Festival weekend calls for celebrities and good music – and thousands of books.
The Los Angeles Times Festival of Books returned to the University of Southern California campus from Saturday to Sunday, continuing its annual tradition of literary-focused programming. Hundreds of vendors in tents lined the festival passageways, including local bookstores, independent artists and LA-based food trucks. Alongside various booths, the festival featured free performances of poetry, music and other art forms among stages scattered throughout the campus.
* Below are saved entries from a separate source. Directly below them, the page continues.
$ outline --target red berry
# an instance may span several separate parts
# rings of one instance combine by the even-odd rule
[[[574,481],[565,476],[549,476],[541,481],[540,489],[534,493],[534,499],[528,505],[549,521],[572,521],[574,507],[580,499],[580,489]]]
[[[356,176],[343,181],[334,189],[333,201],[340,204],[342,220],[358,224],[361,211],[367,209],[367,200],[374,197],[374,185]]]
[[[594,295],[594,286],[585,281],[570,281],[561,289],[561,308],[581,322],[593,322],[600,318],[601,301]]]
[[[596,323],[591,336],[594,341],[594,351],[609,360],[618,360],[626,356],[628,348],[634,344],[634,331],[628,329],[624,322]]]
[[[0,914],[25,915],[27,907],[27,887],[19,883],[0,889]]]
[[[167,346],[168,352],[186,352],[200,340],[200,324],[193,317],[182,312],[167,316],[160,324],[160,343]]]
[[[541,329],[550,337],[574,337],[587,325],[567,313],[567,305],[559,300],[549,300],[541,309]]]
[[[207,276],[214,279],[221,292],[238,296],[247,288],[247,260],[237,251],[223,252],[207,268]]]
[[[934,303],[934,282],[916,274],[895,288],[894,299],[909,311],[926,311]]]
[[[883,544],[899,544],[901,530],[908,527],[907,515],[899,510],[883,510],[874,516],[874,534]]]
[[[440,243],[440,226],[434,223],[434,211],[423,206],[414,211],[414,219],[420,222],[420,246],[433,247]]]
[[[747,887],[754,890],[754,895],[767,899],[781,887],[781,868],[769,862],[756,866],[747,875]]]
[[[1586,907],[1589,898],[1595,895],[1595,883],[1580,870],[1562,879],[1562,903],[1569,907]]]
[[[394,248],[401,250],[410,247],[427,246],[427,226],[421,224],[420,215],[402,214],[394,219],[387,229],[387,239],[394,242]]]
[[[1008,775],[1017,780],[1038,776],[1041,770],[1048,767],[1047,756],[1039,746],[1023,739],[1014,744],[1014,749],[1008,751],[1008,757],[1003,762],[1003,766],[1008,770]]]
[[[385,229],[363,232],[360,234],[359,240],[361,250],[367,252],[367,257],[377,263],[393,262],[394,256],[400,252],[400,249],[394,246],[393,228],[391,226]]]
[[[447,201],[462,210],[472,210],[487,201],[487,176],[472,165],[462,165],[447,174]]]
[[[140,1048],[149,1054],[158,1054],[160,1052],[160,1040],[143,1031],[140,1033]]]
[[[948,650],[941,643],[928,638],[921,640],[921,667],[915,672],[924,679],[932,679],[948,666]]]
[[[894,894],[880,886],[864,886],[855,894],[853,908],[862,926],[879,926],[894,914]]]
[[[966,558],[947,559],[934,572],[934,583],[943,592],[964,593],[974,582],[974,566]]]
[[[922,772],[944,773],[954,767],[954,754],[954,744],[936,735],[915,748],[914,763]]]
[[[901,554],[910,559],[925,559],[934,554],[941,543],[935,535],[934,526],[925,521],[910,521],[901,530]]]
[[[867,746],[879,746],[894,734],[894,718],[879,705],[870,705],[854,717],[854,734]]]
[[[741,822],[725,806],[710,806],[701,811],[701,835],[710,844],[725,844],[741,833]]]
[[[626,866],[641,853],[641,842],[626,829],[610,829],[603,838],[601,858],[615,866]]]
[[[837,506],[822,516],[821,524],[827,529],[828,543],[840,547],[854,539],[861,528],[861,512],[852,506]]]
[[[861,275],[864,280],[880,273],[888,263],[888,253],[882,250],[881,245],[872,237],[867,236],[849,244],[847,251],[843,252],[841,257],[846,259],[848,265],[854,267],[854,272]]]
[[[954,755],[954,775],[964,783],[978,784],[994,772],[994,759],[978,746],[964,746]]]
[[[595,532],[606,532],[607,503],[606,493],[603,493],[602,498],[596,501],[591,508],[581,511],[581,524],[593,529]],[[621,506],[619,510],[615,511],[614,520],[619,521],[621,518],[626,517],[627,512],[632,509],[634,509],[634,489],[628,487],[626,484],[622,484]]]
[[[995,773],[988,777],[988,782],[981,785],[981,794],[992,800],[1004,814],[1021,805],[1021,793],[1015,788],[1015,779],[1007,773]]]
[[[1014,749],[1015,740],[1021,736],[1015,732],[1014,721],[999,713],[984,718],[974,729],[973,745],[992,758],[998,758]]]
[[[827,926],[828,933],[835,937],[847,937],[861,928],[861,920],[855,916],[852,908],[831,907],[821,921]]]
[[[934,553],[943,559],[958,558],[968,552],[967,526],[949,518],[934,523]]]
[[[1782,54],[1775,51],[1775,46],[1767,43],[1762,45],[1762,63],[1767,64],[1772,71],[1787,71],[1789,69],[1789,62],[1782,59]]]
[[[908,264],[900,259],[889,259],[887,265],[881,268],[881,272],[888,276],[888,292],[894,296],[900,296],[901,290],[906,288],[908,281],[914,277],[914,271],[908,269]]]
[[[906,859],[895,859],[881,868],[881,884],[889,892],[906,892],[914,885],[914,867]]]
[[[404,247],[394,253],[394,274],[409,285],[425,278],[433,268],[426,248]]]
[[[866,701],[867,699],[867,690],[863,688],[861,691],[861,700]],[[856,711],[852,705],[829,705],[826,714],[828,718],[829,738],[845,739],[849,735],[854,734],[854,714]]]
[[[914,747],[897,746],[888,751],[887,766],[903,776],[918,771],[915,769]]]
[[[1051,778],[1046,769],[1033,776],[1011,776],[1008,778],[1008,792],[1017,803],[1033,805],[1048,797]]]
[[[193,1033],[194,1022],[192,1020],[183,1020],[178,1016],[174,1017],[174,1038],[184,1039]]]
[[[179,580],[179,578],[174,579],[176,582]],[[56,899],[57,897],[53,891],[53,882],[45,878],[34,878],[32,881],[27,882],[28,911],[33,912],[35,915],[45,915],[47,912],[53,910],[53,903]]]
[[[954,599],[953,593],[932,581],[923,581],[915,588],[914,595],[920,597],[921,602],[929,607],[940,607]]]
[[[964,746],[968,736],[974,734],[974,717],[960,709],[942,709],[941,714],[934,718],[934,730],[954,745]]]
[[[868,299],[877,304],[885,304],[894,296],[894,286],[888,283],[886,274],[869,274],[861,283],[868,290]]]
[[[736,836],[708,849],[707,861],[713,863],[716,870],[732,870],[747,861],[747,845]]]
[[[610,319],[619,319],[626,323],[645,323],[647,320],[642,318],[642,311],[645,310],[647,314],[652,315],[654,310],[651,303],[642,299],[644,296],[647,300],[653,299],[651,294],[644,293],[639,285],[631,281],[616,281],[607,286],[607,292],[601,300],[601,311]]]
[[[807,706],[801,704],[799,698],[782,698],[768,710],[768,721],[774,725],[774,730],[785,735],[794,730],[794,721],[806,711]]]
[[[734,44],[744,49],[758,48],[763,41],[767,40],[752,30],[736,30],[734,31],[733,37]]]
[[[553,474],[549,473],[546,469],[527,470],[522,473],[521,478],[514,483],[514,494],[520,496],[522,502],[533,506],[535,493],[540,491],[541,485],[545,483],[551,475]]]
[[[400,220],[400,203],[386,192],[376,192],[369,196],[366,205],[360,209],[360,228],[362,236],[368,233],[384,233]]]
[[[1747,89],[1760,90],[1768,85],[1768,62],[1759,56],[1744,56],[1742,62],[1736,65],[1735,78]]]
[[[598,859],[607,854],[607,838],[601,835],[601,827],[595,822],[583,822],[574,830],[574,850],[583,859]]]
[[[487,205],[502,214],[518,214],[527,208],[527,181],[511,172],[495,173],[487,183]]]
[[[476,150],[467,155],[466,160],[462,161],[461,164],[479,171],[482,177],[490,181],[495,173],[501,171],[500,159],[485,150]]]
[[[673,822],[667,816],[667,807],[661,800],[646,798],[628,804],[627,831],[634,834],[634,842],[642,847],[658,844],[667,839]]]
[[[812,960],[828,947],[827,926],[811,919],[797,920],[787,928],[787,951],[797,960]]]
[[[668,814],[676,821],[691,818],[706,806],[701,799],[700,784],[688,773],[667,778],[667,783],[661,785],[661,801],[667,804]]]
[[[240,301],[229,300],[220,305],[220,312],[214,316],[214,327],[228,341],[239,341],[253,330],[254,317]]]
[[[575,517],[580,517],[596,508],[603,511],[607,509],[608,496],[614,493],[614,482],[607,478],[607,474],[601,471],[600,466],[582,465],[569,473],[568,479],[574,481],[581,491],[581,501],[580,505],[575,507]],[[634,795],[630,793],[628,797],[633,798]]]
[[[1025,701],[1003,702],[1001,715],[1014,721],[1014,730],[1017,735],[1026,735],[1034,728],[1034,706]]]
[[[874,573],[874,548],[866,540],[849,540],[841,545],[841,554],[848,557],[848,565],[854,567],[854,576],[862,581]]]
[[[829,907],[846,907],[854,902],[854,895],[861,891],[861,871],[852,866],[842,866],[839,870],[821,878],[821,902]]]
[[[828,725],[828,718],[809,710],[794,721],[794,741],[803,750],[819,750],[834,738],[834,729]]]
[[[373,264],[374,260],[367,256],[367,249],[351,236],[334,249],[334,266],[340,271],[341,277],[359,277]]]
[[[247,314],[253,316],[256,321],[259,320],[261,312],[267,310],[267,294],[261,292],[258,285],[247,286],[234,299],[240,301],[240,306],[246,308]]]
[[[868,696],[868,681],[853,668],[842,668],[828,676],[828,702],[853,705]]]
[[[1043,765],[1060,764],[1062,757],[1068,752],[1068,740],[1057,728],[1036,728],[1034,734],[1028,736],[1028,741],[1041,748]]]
Although the festival displayed works from an array of creative disciplines, its main focus remained on books.
“The LA Times Festival of Books is this huge gathering of huge literary luminaries from around the country, and also internationally, that converges in Los Angeles,” said Eric Newman, a lecturer for the UCLA Department of English and an attendee of the festival.
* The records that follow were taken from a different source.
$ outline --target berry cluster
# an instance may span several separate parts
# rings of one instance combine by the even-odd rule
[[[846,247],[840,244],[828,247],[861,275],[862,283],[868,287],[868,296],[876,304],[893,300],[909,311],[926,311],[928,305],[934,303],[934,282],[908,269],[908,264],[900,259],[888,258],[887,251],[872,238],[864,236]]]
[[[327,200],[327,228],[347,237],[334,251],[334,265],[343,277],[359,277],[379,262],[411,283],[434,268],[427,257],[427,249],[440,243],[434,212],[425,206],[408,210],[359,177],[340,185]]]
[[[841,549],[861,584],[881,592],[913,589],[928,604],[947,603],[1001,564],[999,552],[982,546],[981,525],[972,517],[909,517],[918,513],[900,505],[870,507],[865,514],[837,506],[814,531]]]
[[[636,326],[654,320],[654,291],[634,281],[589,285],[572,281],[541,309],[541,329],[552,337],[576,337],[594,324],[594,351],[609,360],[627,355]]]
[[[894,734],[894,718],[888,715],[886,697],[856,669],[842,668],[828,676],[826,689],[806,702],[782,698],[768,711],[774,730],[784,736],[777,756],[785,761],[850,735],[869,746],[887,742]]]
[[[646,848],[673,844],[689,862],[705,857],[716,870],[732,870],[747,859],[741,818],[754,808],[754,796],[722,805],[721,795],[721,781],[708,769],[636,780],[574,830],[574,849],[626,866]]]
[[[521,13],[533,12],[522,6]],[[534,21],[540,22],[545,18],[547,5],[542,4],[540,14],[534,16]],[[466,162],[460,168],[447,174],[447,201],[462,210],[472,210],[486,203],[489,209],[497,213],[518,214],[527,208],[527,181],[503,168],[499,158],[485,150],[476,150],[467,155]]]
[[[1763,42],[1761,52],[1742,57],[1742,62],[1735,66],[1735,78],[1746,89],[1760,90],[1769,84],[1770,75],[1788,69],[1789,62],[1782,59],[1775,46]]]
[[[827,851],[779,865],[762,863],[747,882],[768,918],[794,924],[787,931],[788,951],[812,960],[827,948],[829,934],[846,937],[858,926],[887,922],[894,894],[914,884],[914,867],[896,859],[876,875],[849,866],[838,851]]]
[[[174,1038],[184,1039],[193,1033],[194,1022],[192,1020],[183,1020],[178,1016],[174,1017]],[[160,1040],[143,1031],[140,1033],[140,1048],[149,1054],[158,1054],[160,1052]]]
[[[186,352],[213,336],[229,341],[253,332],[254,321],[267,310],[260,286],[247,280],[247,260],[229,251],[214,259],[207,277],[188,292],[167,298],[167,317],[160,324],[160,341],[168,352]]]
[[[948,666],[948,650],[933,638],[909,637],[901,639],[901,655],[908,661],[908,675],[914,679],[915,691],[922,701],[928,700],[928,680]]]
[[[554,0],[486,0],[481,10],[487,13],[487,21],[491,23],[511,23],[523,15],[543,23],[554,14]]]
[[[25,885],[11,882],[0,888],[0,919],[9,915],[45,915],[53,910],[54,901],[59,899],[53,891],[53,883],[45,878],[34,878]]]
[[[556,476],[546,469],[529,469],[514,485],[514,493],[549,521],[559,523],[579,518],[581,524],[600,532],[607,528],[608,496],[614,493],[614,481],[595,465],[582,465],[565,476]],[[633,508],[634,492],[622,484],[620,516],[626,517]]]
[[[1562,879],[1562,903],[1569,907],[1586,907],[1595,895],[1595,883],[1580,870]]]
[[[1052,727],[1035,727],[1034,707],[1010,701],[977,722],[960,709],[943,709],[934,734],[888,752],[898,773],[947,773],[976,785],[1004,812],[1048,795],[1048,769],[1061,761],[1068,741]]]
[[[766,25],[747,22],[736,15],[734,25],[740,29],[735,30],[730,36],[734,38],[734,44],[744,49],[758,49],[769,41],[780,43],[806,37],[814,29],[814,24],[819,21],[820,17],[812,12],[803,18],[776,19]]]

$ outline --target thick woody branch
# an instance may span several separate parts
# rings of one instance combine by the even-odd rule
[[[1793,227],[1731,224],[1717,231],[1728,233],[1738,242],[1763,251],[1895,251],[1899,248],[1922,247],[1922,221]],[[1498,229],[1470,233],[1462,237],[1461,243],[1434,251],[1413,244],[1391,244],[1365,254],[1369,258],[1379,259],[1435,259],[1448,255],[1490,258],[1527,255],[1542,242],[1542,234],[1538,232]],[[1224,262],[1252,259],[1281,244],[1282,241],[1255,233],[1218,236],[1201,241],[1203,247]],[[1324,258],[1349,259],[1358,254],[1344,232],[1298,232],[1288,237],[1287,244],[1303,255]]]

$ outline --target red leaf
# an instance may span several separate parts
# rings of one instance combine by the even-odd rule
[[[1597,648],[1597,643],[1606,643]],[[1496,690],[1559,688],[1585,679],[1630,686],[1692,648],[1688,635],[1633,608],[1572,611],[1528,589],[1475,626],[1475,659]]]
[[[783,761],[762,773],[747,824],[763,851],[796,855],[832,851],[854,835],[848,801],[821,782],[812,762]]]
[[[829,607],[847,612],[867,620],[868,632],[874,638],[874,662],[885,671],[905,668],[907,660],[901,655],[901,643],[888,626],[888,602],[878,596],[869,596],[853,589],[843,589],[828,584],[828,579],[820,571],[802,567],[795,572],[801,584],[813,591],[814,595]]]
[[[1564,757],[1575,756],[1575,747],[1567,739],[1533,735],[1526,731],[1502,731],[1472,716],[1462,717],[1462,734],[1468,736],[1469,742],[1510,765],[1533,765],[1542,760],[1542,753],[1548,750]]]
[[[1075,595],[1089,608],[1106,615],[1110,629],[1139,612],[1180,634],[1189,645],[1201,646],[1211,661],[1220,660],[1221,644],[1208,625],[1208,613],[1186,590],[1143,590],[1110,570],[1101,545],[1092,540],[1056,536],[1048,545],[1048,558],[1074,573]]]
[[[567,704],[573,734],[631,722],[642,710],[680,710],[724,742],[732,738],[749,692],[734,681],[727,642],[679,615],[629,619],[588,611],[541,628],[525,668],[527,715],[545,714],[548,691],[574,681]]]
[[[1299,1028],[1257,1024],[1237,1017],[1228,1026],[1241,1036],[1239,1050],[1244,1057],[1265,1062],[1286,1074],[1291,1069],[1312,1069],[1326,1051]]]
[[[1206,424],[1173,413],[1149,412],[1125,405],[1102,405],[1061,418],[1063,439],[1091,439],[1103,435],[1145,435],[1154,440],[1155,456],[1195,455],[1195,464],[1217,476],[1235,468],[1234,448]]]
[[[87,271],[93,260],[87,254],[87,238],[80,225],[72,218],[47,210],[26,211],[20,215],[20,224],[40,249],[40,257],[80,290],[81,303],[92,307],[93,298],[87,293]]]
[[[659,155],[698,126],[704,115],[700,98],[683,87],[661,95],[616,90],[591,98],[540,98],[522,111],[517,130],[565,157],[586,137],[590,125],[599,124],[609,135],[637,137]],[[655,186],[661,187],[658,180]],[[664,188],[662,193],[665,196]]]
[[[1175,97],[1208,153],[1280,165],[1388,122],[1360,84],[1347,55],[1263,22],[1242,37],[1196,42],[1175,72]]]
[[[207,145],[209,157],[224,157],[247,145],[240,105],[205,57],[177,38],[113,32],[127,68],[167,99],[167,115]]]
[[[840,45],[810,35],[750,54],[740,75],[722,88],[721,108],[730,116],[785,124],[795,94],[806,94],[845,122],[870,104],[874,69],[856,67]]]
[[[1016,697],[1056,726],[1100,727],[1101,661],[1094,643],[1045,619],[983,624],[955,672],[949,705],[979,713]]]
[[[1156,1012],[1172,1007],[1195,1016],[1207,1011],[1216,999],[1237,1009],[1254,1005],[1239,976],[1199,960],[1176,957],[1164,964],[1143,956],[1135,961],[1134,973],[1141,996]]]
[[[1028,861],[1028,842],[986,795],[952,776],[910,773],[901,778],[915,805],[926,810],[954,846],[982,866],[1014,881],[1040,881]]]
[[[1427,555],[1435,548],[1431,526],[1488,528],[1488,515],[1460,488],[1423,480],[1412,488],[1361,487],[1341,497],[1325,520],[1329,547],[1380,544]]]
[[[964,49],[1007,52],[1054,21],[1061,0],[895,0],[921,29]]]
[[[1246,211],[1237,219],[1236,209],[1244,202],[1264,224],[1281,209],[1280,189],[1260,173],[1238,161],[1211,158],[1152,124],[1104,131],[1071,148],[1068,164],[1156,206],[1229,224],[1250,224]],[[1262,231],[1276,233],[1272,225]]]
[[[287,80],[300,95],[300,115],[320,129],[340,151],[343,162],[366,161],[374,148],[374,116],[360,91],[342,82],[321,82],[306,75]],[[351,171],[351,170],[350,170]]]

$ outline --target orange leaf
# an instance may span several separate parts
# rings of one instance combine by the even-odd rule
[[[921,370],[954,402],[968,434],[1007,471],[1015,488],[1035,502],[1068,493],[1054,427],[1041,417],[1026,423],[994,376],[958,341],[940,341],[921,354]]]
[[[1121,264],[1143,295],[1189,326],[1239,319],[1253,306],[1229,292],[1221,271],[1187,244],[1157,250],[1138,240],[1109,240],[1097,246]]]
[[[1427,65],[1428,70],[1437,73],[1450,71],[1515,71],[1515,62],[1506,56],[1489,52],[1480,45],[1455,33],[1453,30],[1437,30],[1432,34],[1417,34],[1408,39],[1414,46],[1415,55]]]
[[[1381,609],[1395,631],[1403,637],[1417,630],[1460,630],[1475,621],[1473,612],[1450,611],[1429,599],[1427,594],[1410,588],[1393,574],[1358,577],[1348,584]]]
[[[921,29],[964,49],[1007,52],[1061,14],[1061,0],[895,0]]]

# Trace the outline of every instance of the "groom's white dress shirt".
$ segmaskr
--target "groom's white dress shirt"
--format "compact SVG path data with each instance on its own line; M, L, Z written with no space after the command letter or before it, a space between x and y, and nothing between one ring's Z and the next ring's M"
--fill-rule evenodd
As the festival sprawled its reach across the venue, it also expanded its programming. The poetry stage featured live readings from poets such as Jericho Brown and Terrance Hayes throughout the day. A short walk led to the main stage, which featured interviews with authors such as Sandra Cisneros. With a setup reminiscent of a Food Network competition series, a cooking stage offered tutorials from cookbook authors whose specialties ranged from Mexican cuisine to traditional Jewish dishes.
Alana Newhouse, the author of “The 100 Most Jewish Foods: A Highly Debatable List,” was joined by Jewish actor, Joshua Malina, as she taught attendees how to make her version of matzo brei. Her book delves into the culinary traditions behind Jewish dishes, and Newhouse said many people are unaware of these long-held traditions’ origins. Newhouse said her mother, for example, had followed a pot roast recipe that said to cut off the corners of the roast to release its juices, only to find out years later the corners were removed so the roast could fit into a small pan.
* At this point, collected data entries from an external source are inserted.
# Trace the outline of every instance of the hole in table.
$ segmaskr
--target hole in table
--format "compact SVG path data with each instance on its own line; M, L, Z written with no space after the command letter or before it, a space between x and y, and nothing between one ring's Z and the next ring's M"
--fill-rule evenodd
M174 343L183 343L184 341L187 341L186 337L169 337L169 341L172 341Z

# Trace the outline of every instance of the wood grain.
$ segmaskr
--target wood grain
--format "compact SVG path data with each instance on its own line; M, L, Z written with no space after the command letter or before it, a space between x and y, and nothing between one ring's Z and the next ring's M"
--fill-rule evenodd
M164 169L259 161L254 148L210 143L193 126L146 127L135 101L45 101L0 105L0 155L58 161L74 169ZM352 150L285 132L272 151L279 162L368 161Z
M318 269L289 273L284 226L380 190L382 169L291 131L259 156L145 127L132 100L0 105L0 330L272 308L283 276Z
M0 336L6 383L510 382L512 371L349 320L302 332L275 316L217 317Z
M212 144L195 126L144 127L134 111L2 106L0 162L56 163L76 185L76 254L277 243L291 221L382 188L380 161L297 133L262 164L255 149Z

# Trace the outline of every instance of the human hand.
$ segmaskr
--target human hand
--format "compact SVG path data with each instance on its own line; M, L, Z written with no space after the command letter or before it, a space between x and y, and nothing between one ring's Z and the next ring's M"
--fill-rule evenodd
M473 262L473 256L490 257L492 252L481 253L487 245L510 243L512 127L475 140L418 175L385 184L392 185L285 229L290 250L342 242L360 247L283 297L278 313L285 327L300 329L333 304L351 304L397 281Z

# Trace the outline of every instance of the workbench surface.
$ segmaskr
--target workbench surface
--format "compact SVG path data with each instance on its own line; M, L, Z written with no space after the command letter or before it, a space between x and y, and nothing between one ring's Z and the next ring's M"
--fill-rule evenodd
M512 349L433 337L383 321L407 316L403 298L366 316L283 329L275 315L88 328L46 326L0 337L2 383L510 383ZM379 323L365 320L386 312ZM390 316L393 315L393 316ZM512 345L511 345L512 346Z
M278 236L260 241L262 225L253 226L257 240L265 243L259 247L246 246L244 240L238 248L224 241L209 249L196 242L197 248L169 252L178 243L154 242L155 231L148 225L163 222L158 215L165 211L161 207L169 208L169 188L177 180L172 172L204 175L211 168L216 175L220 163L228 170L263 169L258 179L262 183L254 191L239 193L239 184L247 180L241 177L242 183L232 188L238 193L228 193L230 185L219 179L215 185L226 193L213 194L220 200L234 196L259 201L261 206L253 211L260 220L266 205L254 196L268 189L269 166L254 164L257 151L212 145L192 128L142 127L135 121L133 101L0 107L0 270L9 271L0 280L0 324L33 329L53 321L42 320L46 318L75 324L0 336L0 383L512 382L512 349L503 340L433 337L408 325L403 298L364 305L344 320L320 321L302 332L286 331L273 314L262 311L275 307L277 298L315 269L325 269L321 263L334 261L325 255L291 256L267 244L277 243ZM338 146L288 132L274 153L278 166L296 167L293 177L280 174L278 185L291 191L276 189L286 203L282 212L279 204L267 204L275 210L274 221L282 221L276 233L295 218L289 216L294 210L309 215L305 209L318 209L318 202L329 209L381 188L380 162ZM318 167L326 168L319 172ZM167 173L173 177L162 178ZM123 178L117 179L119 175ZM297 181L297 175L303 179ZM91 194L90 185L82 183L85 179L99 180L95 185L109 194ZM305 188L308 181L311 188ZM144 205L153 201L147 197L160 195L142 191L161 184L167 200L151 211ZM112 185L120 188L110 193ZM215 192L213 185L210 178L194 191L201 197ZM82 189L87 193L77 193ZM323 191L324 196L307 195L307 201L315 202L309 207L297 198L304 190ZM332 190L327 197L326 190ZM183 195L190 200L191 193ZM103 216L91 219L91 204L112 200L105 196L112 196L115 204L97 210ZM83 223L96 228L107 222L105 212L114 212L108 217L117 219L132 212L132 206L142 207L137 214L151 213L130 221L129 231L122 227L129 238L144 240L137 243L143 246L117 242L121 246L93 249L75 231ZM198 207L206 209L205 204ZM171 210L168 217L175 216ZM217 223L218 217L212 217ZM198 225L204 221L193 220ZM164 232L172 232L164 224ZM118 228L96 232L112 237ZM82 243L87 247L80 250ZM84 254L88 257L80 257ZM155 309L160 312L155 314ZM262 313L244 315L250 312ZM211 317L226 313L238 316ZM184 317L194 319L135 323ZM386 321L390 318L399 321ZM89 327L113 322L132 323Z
Although the dishes from the cooking demonstrations were not for sale, over a dozen food trucks catered to the public. Selections covered an array of dishes, offering organic, vegan food at one truck and Philly cheesesteaks at another. New Orleans-inspired Cajun and sushi burritos could also be found along the outskirts of the venue.
Outside formal readings and proctored discussions, literary discourse emerged near the vendors’ storefronts. Independent authors offering elevator pitches and C-SPAN’s live broadcast of the event were interspersed in aisles of book vendors and comic book artists. The festival catered to many facets of literature, including young adult fiction, aviation-based comics and religious texts. Lisa Kwon, an attendee, said the festival brought together people with common sentimentalities toward books and also exposed patrons to different mediums of artistic knowledge.
“A festival like this invites people to open up their interests wandering in new tents, or have your day wide open (to) explore because there are different mediums of knowledge beyond just books,” Kwon said.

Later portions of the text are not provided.